Roblox adalah platform games online, yang memungkinkan user memprogram permainan mereka sendiri, dan bisa juga memainkan permainan yang dibuat oleh pengguna lain. Jadi, semacam media sosial yang terkombinasi dengan situs games online. Roblox cukup populer di kalangan anak-anak, dan berita baiknya, perusahaan ini juga baru saja IPO di awal 2021 lalu.

So, kalau si anak suka banget main di Roblox, ini bisa jadi cerita menarik untuknya, membuat cerita tentang apa itu IPO, bursa saham, dan lot dengan mudah dicerna.

Mulai Ajari Anak Beli Saham

Dan, selanjutnya, ya mulai saja beli saham.

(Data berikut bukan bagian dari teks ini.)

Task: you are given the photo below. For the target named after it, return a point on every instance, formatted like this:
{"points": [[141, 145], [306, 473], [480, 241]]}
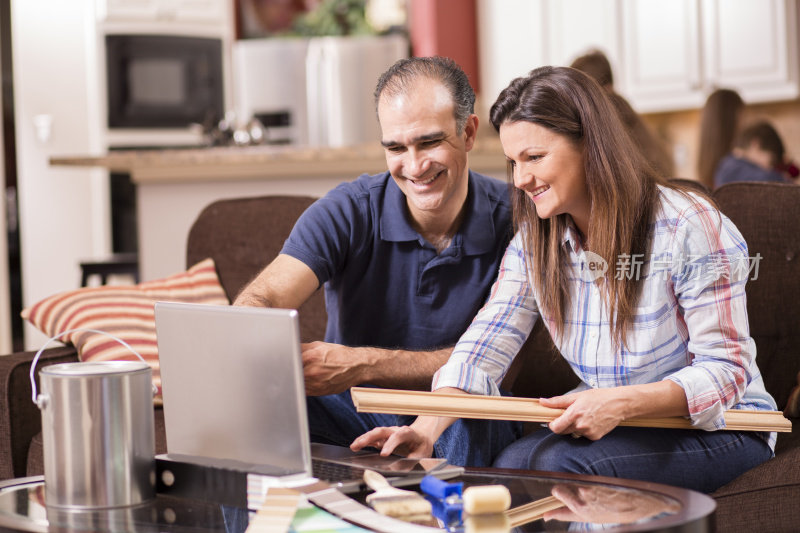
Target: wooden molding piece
{"points": [[404, 402], [535, 510]]}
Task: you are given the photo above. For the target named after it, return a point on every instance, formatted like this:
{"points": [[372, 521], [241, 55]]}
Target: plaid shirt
{"points": [[690, 323]]}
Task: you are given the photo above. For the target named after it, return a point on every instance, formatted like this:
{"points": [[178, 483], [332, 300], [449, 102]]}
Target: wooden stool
{"points": [[125, 264]]}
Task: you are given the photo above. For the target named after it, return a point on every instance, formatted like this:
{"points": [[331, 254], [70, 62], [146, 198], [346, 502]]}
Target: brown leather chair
{"points": [[768, 216], [243, 235]]}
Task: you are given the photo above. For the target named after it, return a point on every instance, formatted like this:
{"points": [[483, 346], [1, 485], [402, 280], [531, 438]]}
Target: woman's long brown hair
{"points": [[622, 186]]}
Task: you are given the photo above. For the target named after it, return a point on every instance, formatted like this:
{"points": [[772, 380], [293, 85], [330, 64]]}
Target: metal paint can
{"points": [[98, 434]]}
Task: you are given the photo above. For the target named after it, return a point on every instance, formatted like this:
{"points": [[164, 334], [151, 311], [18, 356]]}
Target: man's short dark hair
{"points": [[401, 76]]}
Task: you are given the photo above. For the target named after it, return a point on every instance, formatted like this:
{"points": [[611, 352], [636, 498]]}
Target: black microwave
{"points": [[163, 81]]}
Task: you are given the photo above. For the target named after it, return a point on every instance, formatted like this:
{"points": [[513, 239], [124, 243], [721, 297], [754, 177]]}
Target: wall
{"points": [[5, 296], [681, 130], [63, 212]]}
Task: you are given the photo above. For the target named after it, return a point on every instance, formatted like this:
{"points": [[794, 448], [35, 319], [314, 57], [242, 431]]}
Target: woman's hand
{"points": [[403, 440], [607, 505], [591, 413]]}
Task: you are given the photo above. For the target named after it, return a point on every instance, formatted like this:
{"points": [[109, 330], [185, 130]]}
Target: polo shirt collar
{"points": [[476, 234]]}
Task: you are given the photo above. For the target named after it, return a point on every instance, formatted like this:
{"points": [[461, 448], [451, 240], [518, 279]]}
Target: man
{"points": [[407, 258]]}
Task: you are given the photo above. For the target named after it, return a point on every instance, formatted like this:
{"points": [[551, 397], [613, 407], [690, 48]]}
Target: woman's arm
{"points": [[593, 413]]}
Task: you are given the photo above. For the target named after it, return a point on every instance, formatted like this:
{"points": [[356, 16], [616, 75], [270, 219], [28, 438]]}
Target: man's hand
{"points": [[402, 440], [332, 368]]}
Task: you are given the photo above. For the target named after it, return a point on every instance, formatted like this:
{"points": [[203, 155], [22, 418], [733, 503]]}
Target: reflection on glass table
{"points": [[539, 502]]}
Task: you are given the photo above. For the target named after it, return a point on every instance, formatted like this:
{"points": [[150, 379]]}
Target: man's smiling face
{"points": [[425, 154]]}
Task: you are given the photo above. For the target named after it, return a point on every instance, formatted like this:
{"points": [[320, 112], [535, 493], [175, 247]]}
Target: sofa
{"points": [[242, 235]]}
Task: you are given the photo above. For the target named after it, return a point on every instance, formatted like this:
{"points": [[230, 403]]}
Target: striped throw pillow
{"points": [[125, 311]]}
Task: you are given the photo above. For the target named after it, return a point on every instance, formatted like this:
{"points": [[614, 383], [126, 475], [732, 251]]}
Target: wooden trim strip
{"points": [[534, 510], [403, 402]]}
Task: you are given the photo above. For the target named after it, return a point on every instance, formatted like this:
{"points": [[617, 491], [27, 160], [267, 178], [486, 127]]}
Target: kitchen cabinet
{"points": [[519, 35], [662, 55], [666, 56], [675, 53], [185, 11], [752, 45]]}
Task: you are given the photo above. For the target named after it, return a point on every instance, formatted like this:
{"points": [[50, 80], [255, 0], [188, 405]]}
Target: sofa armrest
{"points": [[20, 419]]}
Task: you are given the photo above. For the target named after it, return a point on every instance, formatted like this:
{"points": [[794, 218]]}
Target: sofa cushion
{"points": [[35, 466], [763, 498], [125, 311], [793, 403]]}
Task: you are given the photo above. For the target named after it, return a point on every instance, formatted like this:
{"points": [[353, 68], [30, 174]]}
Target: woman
{"points": [[660, 330], [720, 123]]}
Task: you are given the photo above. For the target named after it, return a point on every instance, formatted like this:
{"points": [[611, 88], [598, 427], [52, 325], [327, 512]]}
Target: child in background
{"points": [[758, 155]]}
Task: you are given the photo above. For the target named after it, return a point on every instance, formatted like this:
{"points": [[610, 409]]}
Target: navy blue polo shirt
{"points": [[384, 283]]}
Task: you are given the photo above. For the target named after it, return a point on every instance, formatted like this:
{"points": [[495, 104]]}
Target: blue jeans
{"points": [[693, 459], [333, 419]]}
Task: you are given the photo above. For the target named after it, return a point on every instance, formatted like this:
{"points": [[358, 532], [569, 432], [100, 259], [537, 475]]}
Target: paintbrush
{"points": [[391, 501]]}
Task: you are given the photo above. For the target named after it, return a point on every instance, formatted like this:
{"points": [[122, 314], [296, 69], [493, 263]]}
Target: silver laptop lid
{"points": [[233, 389]]}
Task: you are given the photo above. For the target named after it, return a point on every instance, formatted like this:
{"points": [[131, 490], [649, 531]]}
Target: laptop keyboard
{"points": [[328, 471]]}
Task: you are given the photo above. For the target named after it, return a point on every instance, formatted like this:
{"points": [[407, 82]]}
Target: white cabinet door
{"points": [[512, 42], [130, 9], [204, 11], [661, 53], [751, 46], [575, 26]]}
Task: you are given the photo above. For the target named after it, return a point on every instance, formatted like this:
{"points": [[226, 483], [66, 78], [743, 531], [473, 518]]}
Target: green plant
{"points": [[334, 17]]}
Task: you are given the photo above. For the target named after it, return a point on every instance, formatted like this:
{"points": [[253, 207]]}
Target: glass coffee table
{"points": [[580, 503]]}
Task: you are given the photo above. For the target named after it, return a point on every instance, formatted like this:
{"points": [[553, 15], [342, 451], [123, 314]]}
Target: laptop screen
{"points": [[233, 388]]}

Ingat, beli saham dari perusahaan yang sudah dikenal. Roblox memang melantaikan sahamnya di bursa saham di Amerika sono, tetapi pastilah ada satu dua saham yang dikenal anak di Bursa Saham Indonesia. Misalnya saja, TLKM, kalau dia suka internetan di rumah dan kebetulan pakai Indihome. Atau MYOR karena dia suka Beng-beng.

Coba beli saja dulu 1 lot, dan kemudian amati ketika harga saham turun maupun naik, bagaimana reaksinya. Kalau dia tetap semringah saja ketika harga berfluktuasi, maka selamat, kita baru saja berhasil memberinya pemahaman yang benar.

Kesimpulan

Jadi kesimpulannya gimana nih kalau mau ngajarin anak investasi saham?

Ada beberapa hal:

  • Ngajarinnya harus pelan-pelan, dan sabar. Bisa jadi butuh waktu tahunan. Enggak apa-apa. Yang penting kita juga tetap semangat dan konsisten.
  • Jangan maksa dan jangan marah kalau dia nggak paham. Ngajarin orang dewasa aja kadang butuh waktu panjang, apalagi anak seusia SD.
  • Nggak harus dimulai di usia 10 atau 11 tahun, sesiap anaknya saja. Jangan dipaksa.
  • Nggak usah ngajarin yang susah-susah. Saat ini, mungkin anak akan berpikir mahal atau murahnya harga saham cuma dilihat dari harga nominalnya saja. Nggak apa, biarkan saja. Kan pusing juga ngajarin PEV, PER, dan sebagainya ke anak-anak usia segitu.

Nah, ada yang juga sudah mengenalkan saham pada anak-anak? Ada tip lain mengajarkan anak investasi saham, yang belum termasuk dalam cerita di atas? Sila ditulis di kolom komen ya. Mari sama-sama belajar!